Had a chat with a computer lately? Most likely you have.
According to a report released recently by ACA Research and Price Waterhouse LLP, half of all Australians use the telephone for personal transactions once a week. And, almost invariably, if that involves paying a utility bill, making an enquiry from a financial institution or organising a journey, you will partly or even entirely communicate with a computer using the buttons on your touch-tone phone - in a so-named call centre.
To pay your Telstra bill by phone, you first have to dial a 10-digit number. This used to be a free service, but for the past year Telstra has charged a local call rate for the privilege. Then you must press the "8" button to confirm you have touch-tone capability.
Then key in your 10-digit account number, followed by a "#". And another digit to confirm what kind of account you are paying. Then your bill number.
Bill number? Yes. Since Telstra launched its new, improved and massively expensive billing system, Flexcab, it has been necessary to identify the individual bill as well as the customer account. It's also 10 digits. Oh, and the ubiquitous "#" again.
Your card number followed by "#" adds another 17 digits, plus four for the expiry date. Then there's the total of your bill in cents - four or five digits generally. Now you wait for your receipt number: 10 digits again. (10-digit receipt numbers offer Telstra a billion permutations - about a hundred times as many as it has retail accounts.)The nightmare continues . . .
Give or take, this makes a total of about 65 digits for a retail transaction. That's assuming you have impeccable telephone keypad skills - a tiny finger slip and you're obliged to repeat at least one stage of the transaction.
If Telstra wins the prize for most finicky transactions, then rival telecom carrier Optus Communications wins in the patronisation stakes. "I will lead you step by step. Let's begin," instructs the disembodied voice in maddeningly slow, synthetic nursery-school tones.
It's obvious that call centres are designed to shield an organisation's personnel from its customers: "Press X to speak to an operator" is invariably last on the list of menu options. A grudging afterthought. But you can rarely short-circuit the process because you don't know in advance how many menu options there will be.

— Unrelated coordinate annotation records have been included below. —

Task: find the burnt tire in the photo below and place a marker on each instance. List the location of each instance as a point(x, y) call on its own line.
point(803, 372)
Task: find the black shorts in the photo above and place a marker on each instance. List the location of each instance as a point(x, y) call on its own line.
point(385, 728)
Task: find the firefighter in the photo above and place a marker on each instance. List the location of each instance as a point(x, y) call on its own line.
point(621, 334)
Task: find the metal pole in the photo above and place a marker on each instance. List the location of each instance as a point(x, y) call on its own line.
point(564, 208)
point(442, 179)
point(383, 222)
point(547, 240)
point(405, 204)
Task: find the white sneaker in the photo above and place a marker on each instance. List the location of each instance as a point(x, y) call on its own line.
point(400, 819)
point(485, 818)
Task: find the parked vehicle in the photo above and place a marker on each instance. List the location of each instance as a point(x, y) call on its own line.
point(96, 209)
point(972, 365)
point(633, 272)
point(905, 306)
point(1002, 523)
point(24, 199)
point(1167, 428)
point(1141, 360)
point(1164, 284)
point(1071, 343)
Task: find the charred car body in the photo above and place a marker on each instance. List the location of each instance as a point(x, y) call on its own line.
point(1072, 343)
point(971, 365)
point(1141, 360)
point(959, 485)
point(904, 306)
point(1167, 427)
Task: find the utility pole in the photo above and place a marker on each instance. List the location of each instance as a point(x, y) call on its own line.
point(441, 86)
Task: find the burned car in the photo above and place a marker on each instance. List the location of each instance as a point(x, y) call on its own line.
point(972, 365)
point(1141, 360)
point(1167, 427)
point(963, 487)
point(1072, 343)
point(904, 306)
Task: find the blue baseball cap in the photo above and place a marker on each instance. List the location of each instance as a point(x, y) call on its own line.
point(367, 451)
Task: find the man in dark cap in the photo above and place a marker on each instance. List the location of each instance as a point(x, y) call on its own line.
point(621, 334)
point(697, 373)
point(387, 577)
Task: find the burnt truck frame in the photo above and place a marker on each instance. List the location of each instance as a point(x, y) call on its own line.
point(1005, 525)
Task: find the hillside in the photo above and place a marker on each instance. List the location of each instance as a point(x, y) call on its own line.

According to the ACA Research survey, up to 5 per cent of people give up in disgust before they finish their transaction, and almost a third think it's a problem that they don't get personal, human service. It's a complex complaint, as it includes not only callers feeling that their transactions could be handled more efficiently by a person, but also a growing dissatisfaction at the general dehumanisation of personal business dealings.
Are the purveyors of call centres - in which Australian organisations invest up to $2 billion a year - concerned about this? Not really.
Call centres cost, on average, $4 per customer contact. Compare that to upwards of $25 for an over-the-counter transaction, or $300 or so for a visit from a sales rep. You quickly see where their priorities lie.
In call centre lore, this means a cost saving - to the call centre provider. But if you decide to factor in the cost to callers of slogging their way through the layers of menu software, you must conclude it's really a cost displacement. Where competition for retail dollars has shaved the apparent cost of providing some products and services, computerisation is passing the actual cost back to the customer.
It's something to reflect on as you hold the line, waiting to be funnelled deeper into the system's intricacies. At least these days you probably won't have to listen while waiting to a tinny rendition of the Cuckoo Waltz played on an 8-bit chip from a collapsing Asian economy. But even Mozart is unlikely to relax you when a dumb machine at the other end of a telephone line is blithely assuming, as machines will, that your time means nothing.
In some industries this assumption is becoming more explicit. NationsBank in the US is employing its computers to figure out as soon as it receives an incoming call whether the customer is a big spender or a person whose low account balance is never going to generate an income for the bank. In the latter case, they will be directed towards a call centre and have scant opportunity to talk to a human operator. In the former, they may be greeted personally by a highly-trained service representative.
Making it easy
Telstra too is proposing a "differentiated" service, including automation for "core" customers, who are lower down the food chain from "premium" spenders. Another survey, by TARP International, puts Australian call centres at the bottom of the quality league, below the US and Europe. It claims one of the things they are lacking is the ability to extract information about customers and use it efficiently, such as retaining credit card details for the duration of a call so that customers with multiple accounts can pay them without having to rekey essential details.
But the obvious corollary of such "improvements" is that a person's distance from a human operator is going to increase. Whatever changes may be made to call centre interfaces and however soothing the tones of the electronic operator, they cannot alter a simple perception of many people: to be dealt with by a computer is to be treated with disrespect.